I got on the phone with United in an attempt to book this award, and was told by three separate agents that they can’t override what the computer tells them. One was very sympathetic, though not in the power to do anything. One other accused me of trying to “take advantage of the system,” even though this is precisely what United has intended with the Excursionist Perk.
And there lies the problem. In this sense, United has basically taken the worst of Delta and the worst of American, and put them together in this new system. Delta no longer publishes an award chart, so the customers are charged whatever the booking engine tells them (or the agent). If something doesn’t “fit the chart,” customers have no recourses. American doesn’t allow stopovers and books everything as one-ways, and that’s the new way with United as well.
If United’s system is completely faultless, not being able to override wouldn’t be a problem. However, in just a few hours I have been playing with this, I have already found something that the system got wrong.

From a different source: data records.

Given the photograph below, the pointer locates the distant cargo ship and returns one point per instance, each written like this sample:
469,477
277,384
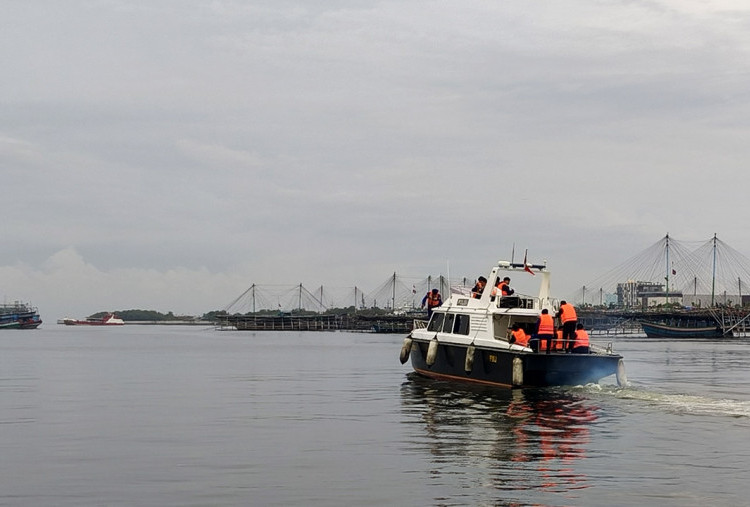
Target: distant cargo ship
109,319
19,315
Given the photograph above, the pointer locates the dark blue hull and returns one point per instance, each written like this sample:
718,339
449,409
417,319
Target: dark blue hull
513,368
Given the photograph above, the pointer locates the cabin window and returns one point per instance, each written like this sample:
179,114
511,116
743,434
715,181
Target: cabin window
448,324
436,322
461,326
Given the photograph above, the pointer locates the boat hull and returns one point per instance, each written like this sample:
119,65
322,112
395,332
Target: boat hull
654,330
512,369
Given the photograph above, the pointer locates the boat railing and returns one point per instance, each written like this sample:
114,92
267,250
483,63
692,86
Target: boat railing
519,301
598,349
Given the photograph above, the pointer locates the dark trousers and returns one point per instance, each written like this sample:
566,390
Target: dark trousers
569,334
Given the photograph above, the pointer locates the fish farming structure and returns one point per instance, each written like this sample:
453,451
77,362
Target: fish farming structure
345,322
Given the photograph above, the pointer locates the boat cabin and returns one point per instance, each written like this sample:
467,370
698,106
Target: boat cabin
491,316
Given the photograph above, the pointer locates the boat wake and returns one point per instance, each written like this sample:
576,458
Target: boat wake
673,402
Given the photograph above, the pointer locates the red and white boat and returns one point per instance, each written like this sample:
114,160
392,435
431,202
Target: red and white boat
109,319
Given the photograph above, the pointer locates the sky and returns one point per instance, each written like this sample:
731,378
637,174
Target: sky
166,155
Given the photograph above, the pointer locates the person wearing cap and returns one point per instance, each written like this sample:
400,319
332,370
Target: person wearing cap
568,319
432,299
503,287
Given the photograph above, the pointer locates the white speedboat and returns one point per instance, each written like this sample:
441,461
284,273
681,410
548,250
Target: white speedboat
467,340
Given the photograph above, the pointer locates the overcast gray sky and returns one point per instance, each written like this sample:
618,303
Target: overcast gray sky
168,154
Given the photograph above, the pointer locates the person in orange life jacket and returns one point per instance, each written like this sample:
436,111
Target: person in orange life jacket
519,336
581,345
544,333
559,344
476,292
433,300
503,287
569,319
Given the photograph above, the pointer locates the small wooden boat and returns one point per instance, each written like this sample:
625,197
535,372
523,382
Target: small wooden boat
109,319
19,315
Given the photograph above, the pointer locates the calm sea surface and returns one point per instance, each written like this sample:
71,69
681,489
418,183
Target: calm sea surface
186,416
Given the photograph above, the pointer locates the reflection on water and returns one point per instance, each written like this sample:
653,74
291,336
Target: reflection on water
521,439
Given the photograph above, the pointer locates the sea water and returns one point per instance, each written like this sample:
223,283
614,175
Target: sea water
190,416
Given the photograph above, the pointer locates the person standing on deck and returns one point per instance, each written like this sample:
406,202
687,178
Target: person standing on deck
581,345
569,319
476,292
545,332
433,300
519,336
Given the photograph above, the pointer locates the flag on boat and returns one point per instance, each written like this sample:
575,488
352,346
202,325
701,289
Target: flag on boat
525,265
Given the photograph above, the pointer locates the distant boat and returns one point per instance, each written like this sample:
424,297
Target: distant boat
109,319
19,315
656,330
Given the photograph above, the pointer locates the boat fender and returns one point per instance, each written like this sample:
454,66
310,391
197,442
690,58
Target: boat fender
517,371
431,352
622,378
469,365
405,350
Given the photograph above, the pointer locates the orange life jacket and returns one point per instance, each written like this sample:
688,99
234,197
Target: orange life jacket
503,287
433,300
559,345
582,339
546,324
568,313
521,337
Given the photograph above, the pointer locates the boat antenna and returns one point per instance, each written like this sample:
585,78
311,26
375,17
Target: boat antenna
667,277
713,274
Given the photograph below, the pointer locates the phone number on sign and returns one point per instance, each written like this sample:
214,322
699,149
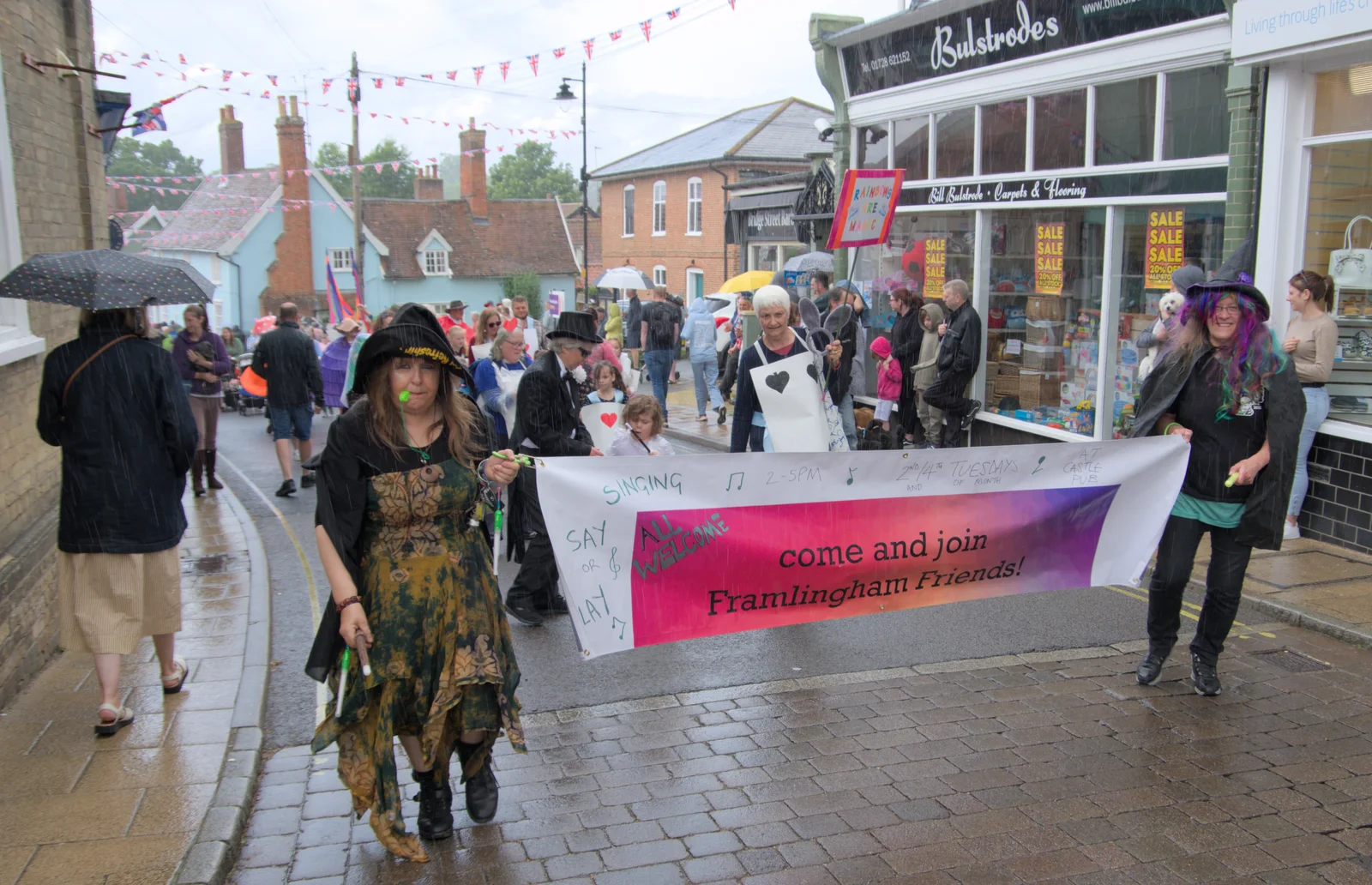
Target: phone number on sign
891,61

You Cannot “Force” a Connection Anymore
United’s booking engine offers a variety of connections. Let’s say I want to fly Business Class from New York (JFK) to Bangkok (BKK). United proactively offers a routing via Taipei (TPE), charging the right number of miles.
But for reasons I can’t explain, sometimes these connections don’t pop up automatically. Before the routing rule changes, you could use the multi-city tool to input the connections you want.

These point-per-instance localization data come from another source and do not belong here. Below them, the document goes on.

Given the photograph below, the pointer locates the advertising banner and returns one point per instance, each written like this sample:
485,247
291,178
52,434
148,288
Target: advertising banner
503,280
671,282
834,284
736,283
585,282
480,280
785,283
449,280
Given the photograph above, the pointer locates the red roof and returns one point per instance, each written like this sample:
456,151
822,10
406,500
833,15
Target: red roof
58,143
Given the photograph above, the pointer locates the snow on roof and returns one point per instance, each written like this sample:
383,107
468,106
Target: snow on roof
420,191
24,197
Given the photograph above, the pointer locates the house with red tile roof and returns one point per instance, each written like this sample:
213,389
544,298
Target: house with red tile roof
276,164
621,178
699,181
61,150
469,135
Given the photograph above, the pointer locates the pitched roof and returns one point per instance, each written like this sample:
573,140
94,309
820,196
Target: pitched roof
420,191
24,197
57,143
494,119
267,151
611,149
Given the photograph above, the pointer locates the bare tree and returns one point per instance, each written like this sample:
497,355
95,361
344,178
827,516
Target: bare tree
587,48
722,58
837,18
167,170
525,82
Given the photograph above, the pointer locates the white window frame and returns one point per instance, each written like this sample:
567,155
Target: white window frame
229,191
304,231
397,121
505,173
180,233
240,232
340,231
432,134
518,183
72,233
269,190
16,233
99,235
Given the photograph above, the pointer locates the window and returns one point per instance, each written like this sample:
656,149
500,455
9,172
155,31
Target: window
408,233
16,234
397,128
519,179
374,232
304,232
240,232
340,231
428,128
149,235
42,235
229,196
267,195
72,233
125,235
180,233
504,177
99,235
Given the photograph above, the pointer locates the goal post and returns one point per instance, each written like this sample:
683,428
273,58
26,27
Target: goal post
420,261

United power users might know what I’m talking about. Using the above example, I could enter JFK-TPE and TPE-BKK as separate legs of a multi-city booking. Before October 6, United would recognize that the connection is only 2 hours, and would bundle them into one ticket.
However, as an unintentional consequence of booking everything as one-way, when you enter these flights separately in the multi-city tool, United automatically thinks you want to book two separate trip. Consequently, they will charge for them separately. Case scenario: here is the exact itinerary as above, only 40,000 miles more expensive.

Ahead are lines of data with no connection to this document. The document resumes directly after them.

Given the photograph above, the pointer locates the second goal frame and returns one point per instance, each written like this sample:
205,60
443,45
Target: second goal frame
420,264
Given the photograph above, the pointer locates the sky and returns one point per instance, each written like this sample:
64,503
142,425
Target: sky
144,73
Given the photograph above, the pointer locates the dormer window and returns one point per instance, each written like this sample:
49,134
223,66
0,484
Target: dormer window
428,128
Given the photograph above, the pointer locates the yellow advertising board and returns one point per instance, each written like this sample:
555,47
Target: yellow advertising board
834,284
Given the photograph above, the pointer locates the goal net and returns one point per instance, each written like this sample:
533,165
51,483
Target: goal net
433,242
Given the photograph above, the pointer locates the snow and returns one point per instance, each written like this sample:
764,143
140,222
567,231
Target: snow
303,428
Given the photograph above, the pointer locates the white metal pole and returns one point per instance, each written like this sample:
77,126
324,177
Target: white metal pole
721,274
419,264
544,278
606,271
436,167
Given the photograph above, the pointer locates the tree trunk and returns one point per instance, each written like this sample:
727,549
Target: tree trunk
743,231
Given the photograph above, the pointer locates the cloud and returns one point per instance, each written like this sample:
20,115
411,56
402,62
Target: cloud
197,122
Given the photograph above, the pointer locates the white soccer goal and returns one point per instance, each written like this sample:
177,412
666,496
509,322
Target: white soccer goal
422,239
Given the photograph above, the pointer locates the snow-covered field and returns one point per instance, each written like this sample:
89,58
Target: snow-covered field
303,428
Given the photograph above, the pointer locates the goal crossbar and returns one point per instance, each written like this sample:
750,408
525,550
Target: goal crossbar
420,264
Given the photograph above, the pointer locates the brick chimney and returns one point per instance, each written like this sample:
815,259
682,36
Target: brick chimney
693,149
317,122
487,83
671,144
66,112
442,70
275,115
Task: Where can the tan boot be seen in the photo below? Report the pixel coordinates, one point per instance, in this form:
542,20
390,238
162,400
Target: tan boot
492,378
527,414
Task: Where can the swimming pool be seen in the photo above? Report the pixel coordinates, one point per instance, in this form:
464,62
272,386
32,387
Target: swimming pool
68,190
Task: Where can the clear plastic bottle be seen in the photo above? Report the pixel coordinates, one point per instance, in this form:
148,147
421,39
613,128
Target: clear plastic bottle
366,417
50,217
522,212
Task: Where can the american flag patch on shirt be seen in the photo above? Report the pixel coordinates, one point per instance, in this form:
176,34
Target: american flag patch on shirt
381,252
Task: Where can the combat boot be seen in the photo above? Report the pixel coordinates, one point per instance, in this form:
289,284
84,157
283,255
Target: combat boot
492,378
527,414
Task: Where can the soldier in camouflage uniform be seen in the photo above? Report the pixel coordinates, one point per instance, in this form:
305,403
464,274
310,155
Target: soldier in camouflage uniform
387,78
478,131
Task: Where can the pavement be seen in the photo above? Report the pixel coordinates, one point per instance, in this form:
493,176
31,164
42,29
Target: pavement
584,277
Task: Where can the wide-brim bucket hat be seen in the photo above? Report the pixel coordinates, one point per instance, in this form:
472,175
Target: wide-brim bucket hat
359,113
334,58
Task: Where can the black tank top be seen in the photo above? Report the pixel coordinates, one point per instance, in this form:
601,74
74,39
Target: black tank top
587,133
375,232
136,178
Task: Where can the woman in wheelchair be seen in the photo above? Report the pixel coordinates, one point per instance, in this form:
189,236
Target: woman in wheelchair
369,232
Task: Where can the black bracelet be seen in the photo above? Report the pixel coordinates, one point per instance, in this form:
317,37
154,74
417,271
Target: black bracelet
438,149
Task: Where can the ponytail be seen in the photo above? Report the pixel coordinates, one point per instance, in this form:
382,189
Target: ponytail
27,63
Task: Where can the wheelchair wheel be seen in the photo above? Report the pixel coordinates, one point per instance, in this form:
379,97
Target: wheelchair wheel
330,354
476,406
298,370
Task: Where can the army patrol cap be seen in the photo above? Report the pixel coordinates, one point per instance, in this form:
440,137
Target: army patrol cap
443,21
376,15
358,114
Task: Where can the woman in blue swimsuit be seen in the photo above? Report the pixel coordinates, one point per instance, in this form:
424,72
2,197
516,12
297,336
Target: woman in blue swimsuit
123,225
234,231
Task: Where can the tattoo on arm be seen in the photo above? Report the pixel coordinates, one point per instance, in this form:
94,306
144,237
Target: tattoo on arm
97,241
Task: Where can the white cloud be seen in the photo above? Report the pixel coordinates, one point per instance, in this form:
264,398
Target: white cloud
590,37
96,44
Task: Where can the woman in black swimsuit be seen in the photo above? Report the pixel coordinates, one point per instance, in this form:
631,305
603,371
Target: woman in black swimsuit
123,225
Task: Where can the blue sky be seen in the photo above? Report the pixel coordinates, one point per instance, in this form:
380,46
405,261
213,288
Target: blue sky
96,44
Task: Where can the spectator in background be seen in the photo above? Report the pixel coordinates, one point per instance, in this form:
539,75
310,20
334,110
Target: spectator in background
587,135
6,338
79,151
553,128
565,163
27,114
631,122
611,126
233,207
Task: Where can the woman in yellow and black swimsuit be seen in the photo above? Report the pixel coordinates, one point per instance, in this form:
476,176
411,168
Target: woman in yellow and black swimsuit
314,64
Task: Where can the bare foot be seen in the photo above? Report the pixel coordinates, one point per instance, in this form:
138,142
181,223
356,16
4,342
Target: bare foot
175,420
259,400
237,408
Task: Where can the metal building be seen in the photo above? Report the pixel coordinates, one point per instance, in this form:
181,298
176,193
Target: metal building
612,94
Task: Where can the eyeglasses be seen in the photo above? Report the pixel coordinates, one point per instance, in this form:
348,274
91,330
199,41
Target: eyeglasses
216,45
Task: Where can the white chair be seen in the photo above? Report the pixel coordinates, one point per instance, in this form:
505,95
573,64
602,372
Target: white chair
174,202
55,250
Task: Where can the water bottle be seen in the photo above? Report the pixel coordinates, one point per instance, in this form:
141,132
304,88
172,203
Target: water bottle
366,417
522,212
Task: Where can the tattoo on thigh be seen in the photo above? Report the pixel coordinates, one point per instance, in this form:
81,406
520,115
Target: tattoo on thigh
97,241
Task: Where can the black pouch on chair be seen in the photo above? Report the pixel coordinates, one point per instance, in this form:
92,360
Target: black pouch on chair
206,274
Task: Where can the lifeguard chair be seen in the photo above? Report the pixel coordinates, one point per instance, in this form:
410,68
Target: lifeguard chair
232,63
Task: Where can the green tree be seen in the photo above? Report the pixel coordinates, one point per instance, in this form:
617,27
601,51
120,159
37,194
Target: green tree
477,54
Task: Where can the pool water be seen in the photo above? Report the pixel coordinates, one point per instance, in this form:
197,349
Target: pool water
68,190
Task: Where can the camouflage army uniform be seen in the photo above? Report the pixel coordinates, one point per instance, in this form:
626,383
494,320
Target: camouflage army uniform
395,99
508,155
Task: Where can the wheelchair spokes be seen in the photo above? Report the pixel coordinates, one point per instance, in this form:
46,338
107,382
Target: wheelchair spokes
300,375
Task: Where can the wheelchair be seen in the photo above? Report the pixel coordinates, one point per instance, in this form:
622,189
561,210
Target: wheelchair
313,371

This is potentially a huge drawback, since you have to take whatever connection United’s system gives you.
These are just a few examples of what is and isn’t possible with the new routing change, now that it’s been put into practice. I illustrated that none of the flights have to actually connect, as long as you fulfill the “Region” rule. On the down side, it looks like you won’t be able to dictate a specific routing, since United can only price out routes that the system generates. I am sure as time goes on, more ways to maximize the perk and (hopefully unintentional) errors will surface.
Ultimately, in a time where other carriers are strictly pricing things as one-ways, it’s nice for United to continue offering the “Excursionist Perk.” However, there are undoubtedly still many kinks to work out, and I hope United has a plan to fix them.
Have you discovered any creative way to utilize the “Excursionist Perk?”